Consumer confidence last week held near the second-highest level in more than six years as households remained upbeat about their finances.
The Bloomberg Consumer Comfort Index eased to 37.1 for the week ended May 4 from 37.9 the prior week. The gauge has held above 37 for three straight weeks, the best performance since January 2008.
The recent pickup comes as employment prospects improve, helping keep consumers’ views of their financial situations close to a six-year high. While such optimism will probably underpin personal spending, higher gasoline prices are leaving Americans less optimistic about the economy.
“Consumer confidence is holding up quite well, and looks to improve in the middle portion of 2014,” said Joseph Brusuelas, a senior economist at Bloomberg LP in New York. As firings ease, “a sense of security in their own personal finances has crept back into American households.”
The labor market showed more signs of gaining traction after figures today showed initial jobless claims fell more than forecast last week. Applications of unemployment benefits dropped by 26,000 to 319,000 in the period ended May 3, according to the Labor Department. The median estimate in a Bloomberg survey called for 325,000 claims.
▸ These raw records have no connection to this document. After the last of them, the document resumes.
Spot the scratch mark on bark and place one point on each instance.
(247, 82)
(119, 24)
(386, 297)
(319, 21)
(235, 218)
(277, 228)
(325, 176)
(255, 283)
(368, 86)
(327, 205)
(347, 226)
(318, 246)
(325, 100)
Stocks fluctuated as technology stocks declined and investors speculated on the timing of possible stimulus moves in Europe. The Standard & Poor’s 500 Index rose 0.1 percent to 1,880.45 at 9:40 a.m. in New York.
The Bloomberg gauge of personal finances was little changed at 54 last week from 54.2 the prior period, which was the strongest since April 2008. The buying climate measure, which asks whether this is a good time to make purchases, stood at 34.5. That’s second only to the prior week’s reading of 35 as the highest since November 2007.
Views on the national economy fell to a three-month low of 22.9 from 24.5 in the prior week.
Job growth may galvanize optimism. Payrolls rose 288,000 last month, the biggest increase in two years, while the jobless rate fell to MATCH the lowest since September 2008, according to a May 2 Labor Department report.
Property values have also been rising, making households feel wealthier. Home prices in 20 U.S. cities increased 12.9 percent from February 2013 after a 13.2 percent gain in the year ended in January, according to an index from S&P/Case-Shiller on April 29.
Improvements in the labor and housing markets are helping underpin the consumer spending that makes up almost 70 percent of the economy. Purchases climbed 0.9 percent in March, the most since August 2009, following a 0.5 percent gain in February that was larger than previously estimated. Incomes increased by the most in seven months, Commerce Department figures showed last week.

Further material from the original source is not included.